Method
To be part of the TFC2 collection, genes from the original sources have to meet the following criteria: (1) be classified as dbTF, coTF or GTF according to the curation principles of these sources, (2) be from human, mouse or rat origin and (3) be mapped to the UniProt Knowledgebase (UniProtKB), to be more specific, to the manually annotated and reviewed Swiss-Prot section of UniProtKB. Data were collected by first scanning the biomedical literature in search of updated versions of data sources already present in the original version of TFCheckpoint, and to identify new sources dedicated to cataloging human, mouse and rat dbTFs, coTFs and GTFs. With regard to the GO database, we retrieved dbTFs, coTFs and GTFs proteins associated with the following molecular terms and children thereof: “DNA-binding transcription factor activity” (GO:0003700) for dbTFs, “transcription coregulator activity” (GO:0003712) for coTFs and “general transcription initiation factor activity” (GO:0140223) supported by any type of evidence. Upon selecting the sources, we downloaded the TFs list-containing text files from the source websites or used the supplementary files accompanying the original publication (Table 1). In some sources (ORFeome, Vaquerizas, Ravasi, TcoF-DB, Animal TFDB, Saeed, Lambert & Jolma, Lovering and TFClass), the files were promptly available from download, while in others (JASPAR, GO database), we had to provide specific queries via REST APIs to retrieve the lists of interest. Except for TFClass, all sources provided files specific for a TF type, i.e. dbTF, coTF and GTF, and organism, i.e., human, mouse and rat. Regarding TFClass, we had to use an in-house script to parse the provided turtle file.

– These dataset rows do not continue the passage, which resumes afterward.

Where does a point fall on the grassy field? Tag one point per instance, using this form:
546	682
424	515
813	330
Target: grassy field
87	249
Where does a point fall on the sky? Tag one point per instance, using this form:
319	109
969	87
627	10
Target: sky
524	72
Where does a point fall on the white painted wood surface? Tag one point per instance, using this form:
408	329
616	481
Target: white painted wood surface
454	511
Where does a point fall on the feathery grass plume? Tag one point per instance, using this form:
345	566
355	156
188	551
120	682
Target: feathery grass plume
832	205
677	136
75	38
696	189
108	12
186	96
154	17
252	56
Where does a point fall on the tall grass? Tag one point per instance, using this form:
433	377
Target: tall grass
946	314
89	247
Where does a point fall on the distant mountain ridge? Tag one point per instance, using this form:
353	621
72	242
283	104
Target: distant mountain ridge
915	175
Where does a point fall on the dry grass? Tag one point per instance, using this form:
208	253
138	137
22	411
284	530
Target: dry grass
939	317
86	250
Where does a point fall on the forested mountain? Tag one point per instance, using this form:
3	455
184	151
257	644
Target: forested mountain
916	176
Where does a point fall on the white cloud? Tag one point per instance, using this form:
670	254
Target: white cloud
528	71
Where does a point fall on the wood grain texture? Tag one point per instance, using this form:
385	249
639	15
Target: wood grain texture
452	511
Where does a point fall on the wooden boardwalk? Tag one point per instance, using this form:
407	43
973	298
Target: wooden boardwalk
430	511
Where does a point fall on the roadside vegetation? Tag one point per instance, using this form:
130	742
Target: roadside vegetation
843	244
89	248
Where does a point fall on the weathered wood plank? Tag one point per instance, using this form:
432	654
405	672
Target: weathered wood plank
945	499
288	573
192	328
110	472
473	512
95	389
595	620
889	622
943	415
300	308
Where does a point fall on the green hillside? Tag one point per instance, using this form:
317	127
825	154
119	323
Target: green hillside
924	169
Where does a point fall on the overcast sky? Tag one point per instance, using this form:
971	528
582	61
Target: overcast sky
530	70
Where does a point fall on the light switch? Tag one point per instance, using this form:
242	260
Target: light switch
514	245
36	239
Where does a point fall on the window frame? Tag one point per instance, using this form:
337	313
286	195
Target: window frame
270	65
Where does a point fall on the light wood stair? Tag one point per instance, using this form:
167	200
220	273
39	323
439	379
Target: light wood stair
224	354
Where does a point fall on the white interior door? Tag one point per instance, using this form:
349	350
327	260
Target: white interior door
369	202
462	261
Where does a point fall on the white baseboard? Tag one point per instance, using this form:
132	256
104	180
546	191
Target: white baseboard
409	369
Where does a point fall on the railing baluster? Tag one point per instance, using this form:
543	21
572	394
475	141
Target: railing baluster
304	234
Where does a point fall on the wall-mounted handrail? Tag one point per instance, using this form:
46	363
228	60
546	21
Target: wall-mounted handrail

As the DBD and TFCat databases are currently inaccessible, we had to take these collections from TFCheckpoint 1.0. By using in-house Ruby scripts, the lists were individually translated from their original identifiers into gene symbols, Entrez GeneID, Ensembl and Uniprot IDs and appropriately merged into one master table showing the presence and absence of TFs per data source. Entries missing any type of identifier were removed. Finally, we connected human, mouse and rat proteins by way of orthology information obtained from the OrthoDB database (v10.1). In brief, we used OrthoDB’s SPARQL endpoint to obtain all human, mouse and rat ortholog genes at the mammalian level present in OrthoDB. We then translated all entries from their original identifiers (Entrez Gene IDs) into gene symbols, Ensembl and Uniprot IDs and merged them into one master table. Finally, we discarded entries if none of their orthologs could be mapped to UniProtKB/Swiss-Prot.